The way in which the judges voted showed that a majority voted against the use of nuclear weapons


I have the invidious task of deciding on international law as it relates to nuclear weapons. I am only a very junior sheriff without the wisdom or experience of those above me. I have a knowledge of the repercussions which could be far reaching. As a sheriff I took an oath to act without fear or favour in interpreting the law. A point of international law has been raised here and I have to answer it. I take comfort from the fact that there are other higher courts, which can rectify any mistake. In the absence of anything other than the ICJ, and having regard to the article by Lord Murray, in particular the part relating to treaties and conventions Lord Murray's article concludes, 'These then are the principles on which the lawfulness of the proposed use of a particular weapon is to be assessed. It is to be noted that in so far as they consist of international customary law they are part of the domestic laws of this country.'

I have listened carefully to Professor Boyle and have taken into account all the evidence in this case from him and the other experts, and in the absence of any expert contradictory evidence from the Crown, I have to conclude that the three accused in company with many others were justified in thinking that Great Britain in their use of Trident, not simply possession, the use and deployment of Trident allied with that use and deployment at times of great unrest, coupled with a first-strike policy, and in the absence of indication from any government official, then or now, that such use fell into any strict category suggested by the ICJ opinion,...the threat or use of Trident could be construed by others as a threat and as such, is an infringement of international and customary law.

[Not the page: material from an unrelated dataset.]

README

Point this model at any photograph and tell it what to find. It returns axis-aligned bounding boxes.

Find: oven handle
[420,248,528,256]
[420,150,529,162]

The three took the view that if Trident is illegal, given the horrendous nature of nuclear weapons, they had the obligation in terms of international law to do whatever little they could to stop the deployment and use of nuclear weapons in situations which could be construed as a threat. It follows, if I consider that Angie Zelter, Ulla Roder and Ellen Moxley were justified in the first leg of their defence, and having given that as the principle reason, the Crown has a duty to rebut that defence.

They have not done so and so I uphold the three defence submissions in so far as they refer to malicious and wilful damage. I uphold the comments of Mr McLaughlin with regard to malice. Gordon says 'no act is punishable unless it is committed with a criminal mind. . .' I have heard nothing which would make it seem to me that the accused acted with criminal intent. Therefore, I will instruct the jury that they should acquit all three accused on charges 1 to 3, which leaves only the alternative in charge 4. They should also be acquitted on the first alternative in charge 4.

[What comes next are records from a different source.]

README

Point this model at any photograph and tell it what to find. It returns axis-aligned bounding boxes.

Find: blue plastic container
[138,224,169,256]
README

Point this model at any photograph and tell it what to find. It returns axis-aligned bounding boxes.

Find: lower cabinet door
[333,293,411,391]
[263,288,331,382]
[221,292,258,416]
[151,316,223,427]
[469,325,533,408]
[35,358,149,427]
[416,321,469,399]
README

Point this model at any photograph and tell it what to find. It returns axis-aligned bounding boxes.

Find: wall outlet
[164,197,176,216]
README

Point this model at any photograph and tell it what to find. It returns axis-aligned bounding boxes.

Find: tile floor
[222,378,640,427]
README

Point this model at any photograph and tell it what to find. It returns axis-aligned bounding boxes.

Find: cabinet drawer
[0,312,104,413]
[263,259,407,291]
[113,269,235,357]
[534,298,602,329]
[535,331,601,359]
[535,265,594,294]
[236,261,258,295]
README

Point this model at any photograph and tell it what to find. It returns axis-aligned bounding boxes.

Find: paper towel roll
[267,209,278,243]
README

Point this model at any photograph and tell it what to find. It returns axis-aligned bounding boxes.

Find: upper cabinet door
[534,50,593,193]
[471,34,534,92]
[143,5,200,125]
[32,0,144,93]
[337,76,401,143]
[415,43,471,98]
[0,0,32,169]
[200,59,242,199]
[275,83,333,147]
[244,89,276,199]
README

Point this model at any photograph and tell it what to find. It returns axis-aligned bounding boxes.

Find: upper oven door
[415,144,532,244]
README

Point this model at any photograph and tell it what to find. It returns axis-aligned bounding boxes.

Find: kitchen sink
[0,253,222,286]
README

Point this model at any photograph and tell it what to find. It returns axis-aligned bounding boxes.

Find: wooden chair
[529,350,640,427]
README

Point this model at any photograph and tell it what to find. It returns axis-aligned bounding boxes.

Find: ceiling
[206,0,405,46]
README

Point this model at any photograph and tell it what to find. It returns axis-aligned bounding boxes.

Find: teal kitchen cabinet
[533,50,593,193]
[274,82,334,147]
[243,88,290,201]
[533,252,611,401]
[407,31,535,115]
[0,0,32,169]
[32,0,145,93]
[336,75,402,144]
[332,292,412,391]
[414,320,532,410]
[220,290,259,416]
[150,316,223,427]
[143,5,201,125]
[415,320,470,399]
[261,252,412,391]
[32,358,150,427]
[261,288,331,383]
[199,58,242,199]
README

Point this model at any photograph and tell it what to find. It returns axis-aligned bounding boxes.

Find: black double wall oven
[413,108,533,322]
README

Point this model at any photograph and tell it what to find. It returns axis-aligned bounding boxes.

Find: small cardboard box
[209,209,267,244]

If anyone else takes such action, they do so at their peril. The law is not clear on nuclear arms. I may be totally wrong. If it goes to appeal, I may not be upheld and every case depends on whatever circumstances. What I have said is with regard to the very special circumstances of this trial and in the light of international tension around June 8th."

The Lord Advocates Reference

The Lord Advocate has announced that he will refer the case to the High Court of Justiciary in Edinburgh. There have been only 3 referrals in the past 20 years.The aquittal of the 'Loch Goil Three' would not be affected. To date there is no indication of when this 'referral' will be heard.

  This article first appeared in Coracle, Dec 1999 - Issue 3/49, a publication of The Iona Community, 840 Govan Road, Glasgow, G51 3UU.